Final answer:
The better project is determined by calculating the NPV for both projects using the WACC as the discount rate. The project with the higher NPV is the better project. In this case, Project L has a higher NPV, indicating that it is the better project. The IRR of the better project, Project L, is approximately 14.08%.
Step-by-step explanation:
To calculate the IRR (internal rate of return) of the better project, we need to determine the cash flows and use the WACC (weighted average cost of capital) as the discount rate. The IRR is the rate at which the net present value (NPV) of the project is zero. We will calculate the NPV for both projects and determine which one has an IRR closest to zero.
For Project S:
- Year 0: -$1,000
- Year 1: $861.32
- Year 2: $260
- Year 3: $15
- Year 4: $15
For Project L:
- Year 0: -$1,000
- Year 1: $0
- Year 2: $250
- Year 3: $400
- Year 4: $828.32
Using the WACC of 9.5% as the discount rate, we can calculate the NPV for each project:
Project S: NPV = -$1,000 + ($861.32 / (1 + 0.095)^1) + ($260 / (1 + 0.095)^2) + ($15 / (1 + 0.095)^3) + ($15 / (1 + 0.095)^4)

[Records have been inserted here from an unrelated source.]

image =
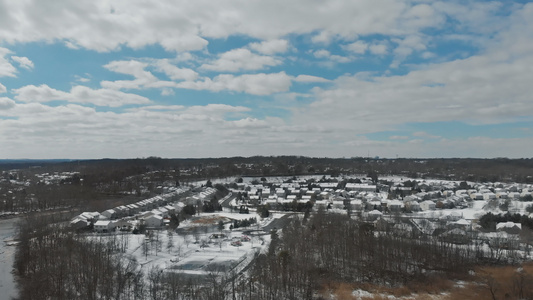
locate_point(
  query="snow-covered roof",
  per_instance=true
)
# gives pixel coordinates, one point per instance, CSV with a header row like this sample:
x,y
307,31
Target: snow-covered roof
x,y
509,224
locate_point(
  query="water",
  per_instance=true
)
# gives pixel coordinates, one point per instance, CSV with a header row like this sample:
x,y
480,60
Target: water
x,y
8,288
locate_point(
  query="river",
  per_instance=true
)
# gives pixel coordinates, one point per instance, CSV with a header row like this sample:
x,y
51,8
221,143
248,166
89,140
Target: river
x,y
8,287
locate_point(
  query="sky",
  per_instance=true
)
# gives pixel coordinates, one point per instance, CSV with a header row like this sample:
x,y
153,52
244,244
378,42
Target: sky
x,y
91,79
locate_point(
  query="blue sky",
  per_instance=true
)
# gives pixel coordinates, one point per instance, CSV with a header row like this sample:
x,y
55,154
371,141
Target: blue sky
x,y
93,79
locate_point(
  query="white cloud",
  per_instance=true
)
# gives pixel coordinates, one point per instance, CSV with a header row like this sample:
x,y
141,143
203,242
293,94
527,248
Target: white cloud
x,y
309,78
85,79
424,134
406,47
78,94
6,103
241,60
359,47
399,137
23,62
6,68
379,48
175,73
325,54
184,26
270,47
255,84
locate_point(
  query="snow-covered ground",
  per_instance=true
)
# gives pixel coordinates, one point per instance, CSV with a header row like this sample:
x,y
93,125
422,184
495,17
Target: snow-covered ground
x,y
199,252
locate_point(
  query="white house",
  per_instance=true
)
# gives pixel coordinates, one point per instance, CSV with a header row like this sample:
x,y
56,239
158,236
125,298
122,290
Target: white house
x,y
427,205
154,221
110,214
104,226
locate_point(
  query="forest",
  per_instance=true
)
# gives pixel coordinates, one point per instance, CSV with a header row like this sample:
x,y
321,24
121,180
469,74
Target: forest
x,y
303,258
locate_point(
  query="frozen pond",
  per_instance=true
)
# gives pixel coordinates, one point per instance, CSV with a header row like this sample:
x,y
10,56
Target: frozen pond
x,y
7,255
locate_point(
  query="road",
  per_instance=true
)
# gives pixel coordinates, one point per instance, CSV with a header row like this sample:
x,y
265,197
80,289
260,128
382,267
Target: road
x,y
7,256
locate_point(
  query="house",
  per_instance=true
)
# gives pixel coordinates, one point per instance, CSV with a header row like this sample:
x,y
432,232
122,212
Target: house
x,y
109,214
509,227
153,221
412,206
374,215
427,205
104,226
78,223
356,204
360,187
395,206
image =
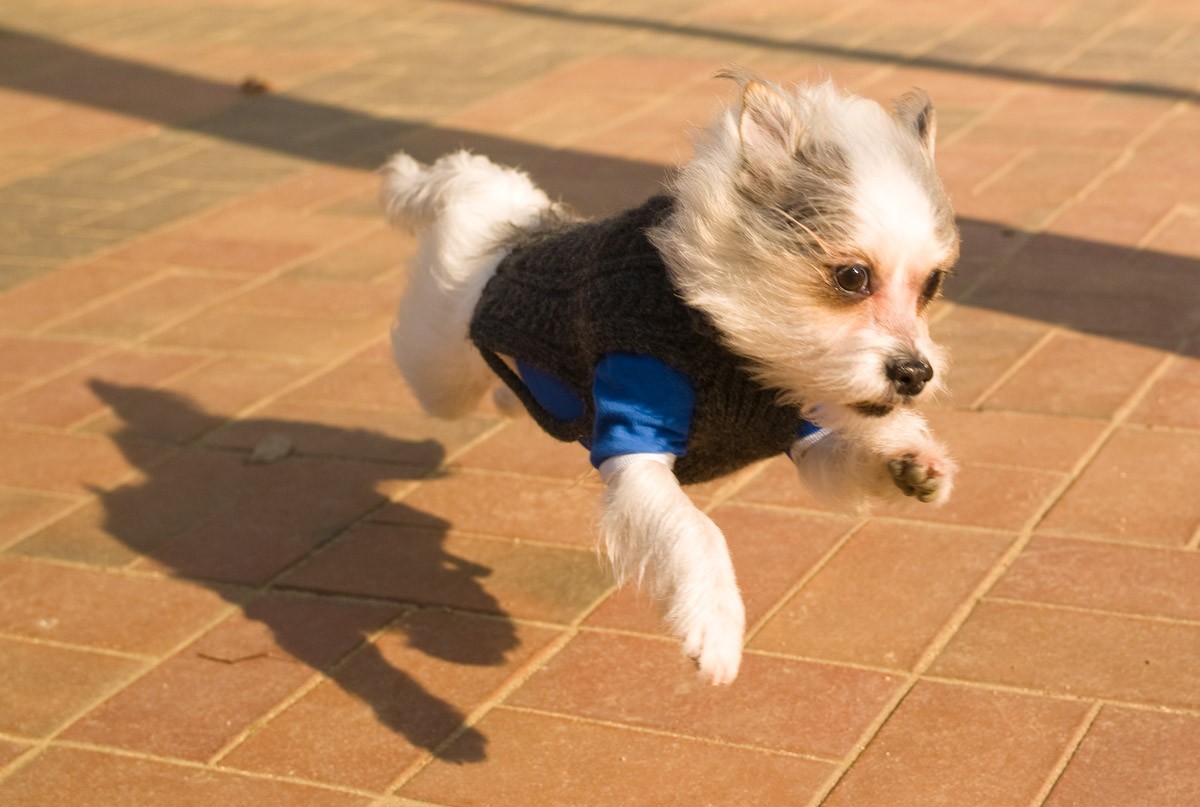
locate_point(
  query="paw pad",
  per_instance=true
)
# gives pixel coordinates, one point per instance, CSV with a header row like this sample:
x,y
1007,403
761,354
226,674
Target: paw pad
x,y
915,478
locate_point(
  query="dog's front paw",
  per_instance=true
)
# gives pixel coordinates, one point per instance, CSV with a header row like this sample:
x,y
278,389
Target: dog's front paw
x,y
712,637
927,476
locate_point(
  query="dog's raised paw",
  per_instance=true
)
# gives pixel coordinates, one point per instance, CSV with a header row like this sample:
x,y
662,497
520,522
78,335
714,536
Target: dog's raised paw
x,y
923,478
714,640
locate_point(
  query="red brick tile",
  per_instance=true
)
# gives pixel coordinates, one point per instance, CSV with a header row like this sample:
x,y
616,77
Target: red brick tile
x,y
316,298
534,759
286,335
1036,185
1095,287
778,483
396,437
70,398
508,507
522,447
983,346
1103,374
1030,441
42,687
65,464
377,253
251,219
183,492
1139,488
99,609
948,745
317,186
91,777
196,701
61,292
775,703
1181,235
22,512
391,700
280,514
771,550
1104,577
1171,400
1133,758
28,358
885,596
1077,653
147,308
245,256
11,751
195,402
479,574
985,496
369,381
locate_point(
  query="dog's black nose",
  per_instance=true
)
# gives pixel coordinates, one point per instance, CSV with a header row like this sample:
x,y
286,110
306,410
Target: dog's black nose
x,y
909,374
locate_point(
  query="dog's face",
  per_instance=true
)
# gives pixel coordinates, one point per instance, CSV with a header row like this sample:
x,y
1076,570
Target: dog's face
x,y
813,228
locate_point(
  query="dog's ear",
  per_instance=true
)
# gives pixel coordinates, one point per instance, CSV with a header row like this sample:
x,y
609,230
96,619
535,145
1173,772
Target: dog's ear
x,y
915,109
768,127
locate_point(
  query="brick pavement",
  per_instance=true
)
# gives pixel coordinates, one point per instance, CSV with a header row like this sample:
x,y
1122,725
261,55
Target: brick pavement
x,y
393,610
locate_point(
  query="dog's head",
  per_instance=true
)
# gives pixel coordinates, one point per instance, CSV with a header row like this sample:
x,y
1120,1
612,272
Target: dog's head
x,y
813,228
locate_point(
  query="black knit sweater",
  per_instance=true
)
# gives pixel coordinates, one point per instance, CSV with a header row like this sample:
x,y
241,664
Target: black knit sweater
x,y
567,297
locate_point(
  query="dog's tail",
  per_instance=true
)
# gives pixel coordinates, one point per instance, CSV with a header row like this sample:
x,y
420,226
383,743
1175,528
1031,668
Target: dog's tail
x,y
462,184
466,210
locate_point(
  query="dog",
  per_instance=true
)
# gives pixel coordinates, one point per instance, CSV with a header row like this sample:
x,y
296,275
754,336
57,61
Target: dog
x,y
773,300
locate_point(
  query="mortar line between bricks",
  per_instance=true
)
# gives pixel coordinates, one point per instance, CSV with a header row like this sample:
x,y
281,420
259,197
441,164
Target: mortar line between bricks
x,y
1067,754
1033,692
795,589
58,644
1014,368
202,766
250,285
312,682
957,620
1155,619
1026,234
1159,226
665,733
515,681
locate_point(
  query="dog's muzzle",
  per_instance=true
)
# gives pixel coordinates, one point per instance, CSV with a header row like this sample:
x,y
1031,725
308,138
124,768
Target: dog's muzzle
x,y
909,374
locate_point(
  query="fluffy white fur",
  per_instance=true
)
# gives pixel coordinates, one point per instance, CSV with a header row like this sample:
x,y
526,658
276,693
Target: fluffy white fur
x,y
785,187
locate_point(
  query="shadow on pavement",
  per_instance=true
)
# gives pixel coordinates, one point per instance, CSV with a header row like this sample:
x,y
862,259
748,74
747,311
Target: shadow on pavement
x,y
213,515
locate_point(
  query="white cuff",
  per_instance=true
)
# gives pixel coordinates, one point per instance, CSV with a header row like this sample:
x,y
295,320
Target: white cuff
x,y
802,446
613,465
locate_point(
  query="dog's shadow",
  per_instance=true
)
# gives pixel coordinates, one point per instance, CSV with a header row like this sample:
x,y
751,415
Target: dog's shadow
x,y
211,514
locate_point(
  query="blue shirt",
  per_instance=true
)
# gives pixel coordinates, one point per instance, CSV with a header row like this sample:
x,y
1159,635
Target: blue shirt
x,y
642,406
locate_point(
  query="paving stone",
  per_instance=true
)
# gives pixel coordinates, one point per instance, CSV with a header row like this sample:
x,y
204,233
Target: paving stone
x,y
191,272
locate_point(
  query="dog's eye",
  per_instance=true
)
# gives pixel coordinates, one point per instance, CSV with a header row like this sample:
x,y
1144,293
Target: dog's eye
x,y
853,278
933,285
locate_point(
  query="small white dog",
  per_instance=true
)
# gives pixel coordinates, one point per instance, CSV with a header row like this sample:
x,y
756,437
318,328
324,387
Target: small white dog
x,y
772,302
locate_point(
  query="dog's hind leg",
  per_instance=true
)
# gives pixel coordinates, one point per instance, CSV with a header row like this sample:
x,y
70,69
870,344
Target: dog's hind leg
x,y
657,537
463,207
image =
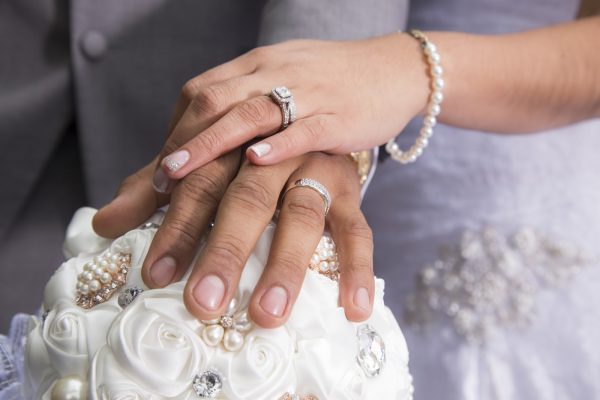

Project L: NPV = -$1,000 + ($0 / (1 + 0.095)^1) + ($250 / (1 + 0.095)^2) + ($400 / (1 + 0.095)^3) + ($828.32 / (1 + 0.095)^4)
Calculating the NPVs, we find:
Project S: NPV ≈ -$421.12
Project L: NPV ≈ $147.25
The project with the higher NPV is the better project. In this case, Project L has a higher NPV, indicating that it is the better project. Therefore, the IRR of the better project is the IRR of Project L. To find the IRR, we can use trial and error or a financial calculator. The IRR of Project L is approximately 14.08%.